Background: Allergen immunotherapy (AIT)-associated adverse events are a major concern for safety and efficacy of AIT. Presently, there is no consensus to whether antihistamine premedication could improve such conditions.

Objective: To identify the superiority of antihistamine pretreatment in AIT.

Methods: A comprehensive literature search for randomized controlled trials reporting the effects of antihistamine premedication on safety and efficacy of AIT was performed in MEDLINE, Embase, and Cochrane Library databases. Safety was evaluated according to the number of patients reporting systemic adverse reactions (SARs, the primary outcome) and efficacy according to the number of patients achieving target maintenance dose (TMD) and sustained unresponsiveness to allergen.
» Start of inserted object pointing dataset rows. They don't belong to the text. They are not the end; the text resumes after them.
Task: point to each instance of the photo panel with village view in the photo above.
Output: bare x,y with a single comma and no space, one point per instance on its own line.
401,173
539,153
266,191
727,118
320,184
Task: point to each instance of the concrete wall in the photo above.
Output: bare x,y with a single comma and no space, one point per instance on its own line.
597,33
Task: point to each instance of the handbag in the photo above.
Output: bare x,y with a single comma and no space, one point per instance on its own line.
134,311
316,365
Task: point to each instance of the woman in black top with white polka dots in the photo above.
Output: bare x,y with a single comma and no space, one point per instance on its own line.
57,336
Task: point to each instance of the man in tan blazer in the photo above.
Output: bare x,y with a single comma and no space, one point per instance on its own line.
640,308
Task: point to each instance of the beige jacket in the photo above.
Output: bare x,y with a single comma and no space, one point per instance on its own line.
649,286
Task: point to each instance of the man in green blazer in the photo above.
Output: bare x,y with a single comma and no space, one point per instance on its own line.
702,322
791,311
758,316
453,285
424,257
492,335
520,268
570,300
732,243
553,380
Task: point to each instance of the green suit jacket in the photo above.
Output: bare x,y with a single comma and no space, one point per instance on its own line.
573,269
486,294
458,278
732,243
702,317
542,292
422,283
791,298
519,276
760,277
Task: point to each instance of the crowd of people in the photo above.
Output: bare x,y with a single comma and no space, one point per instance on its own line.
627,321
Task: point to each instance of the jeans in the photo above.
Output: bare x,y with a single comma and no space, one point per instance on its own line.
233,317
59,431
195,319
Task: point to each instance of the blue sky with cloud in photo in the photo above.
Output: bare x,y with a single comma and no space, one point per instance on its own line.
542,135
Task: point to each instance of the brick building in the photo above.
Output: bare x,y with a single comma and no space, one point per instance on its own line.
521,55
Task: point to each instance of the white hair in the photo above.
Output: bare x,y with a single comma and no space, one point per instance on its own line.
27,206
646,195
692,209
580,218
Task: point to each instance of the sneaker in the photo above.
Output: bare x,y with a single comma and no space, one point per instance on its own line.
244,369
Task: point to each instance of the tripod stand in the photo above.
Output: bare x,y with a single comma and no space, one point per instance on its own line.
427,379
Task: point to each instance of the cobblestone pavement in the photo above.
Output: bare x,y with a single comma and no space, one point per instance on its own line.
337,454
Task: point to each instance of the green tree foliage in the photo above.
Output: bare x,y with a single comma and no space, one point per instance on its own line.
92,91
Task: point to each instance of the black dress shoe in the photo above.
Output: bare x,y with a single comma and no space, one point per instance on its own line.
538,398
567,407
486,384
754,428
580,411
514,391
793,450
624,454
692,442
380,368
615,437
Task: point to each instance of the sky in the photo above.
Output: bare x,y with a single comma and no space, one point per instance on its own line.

Results: A total of 11 randomized controlled trials (including 609 patients) satisfied the inclusion criteria for the meta-analysis. All premedication protocols were temporary. Pooled analysis revealed that compared with control patients, significantly fewer antihistamine-pretreated patients reported total and moderate-to-severe SARs (odds ratio [OR], 0.36; 95% confidence interval [CI], 0.23-0.56; P < .05 and OR, 0.20; 95% CI, 0.06-0.74; P < .05, respectively) and total and moderate-to-severe SAR episodes (OR, 0.42; 95% CI, 0.34-0.53; P < .05 and OR, 0.09; 95% CI, 0.01-0.50; P < .05, respectively). Similarly, antihistamine pretreatment significantly increased the number of patients achieving TMD (OR, 2.94; 95% CI, 1.72-5.03; P < .05), but not sustained unresponsiveness (OR, 1.65; 95% CI, 0.77-3.54; P = 0.2), compared with the control group. Subgroup analysis according to different allergens and dose-escalating approaches also displayed superiority of antihistamine pretreatment than control.

Conclusion: Antihistamine premedication can markedly improve safety and efficacy of AIT by reducing frequency and severity of SAR and increasing TMD.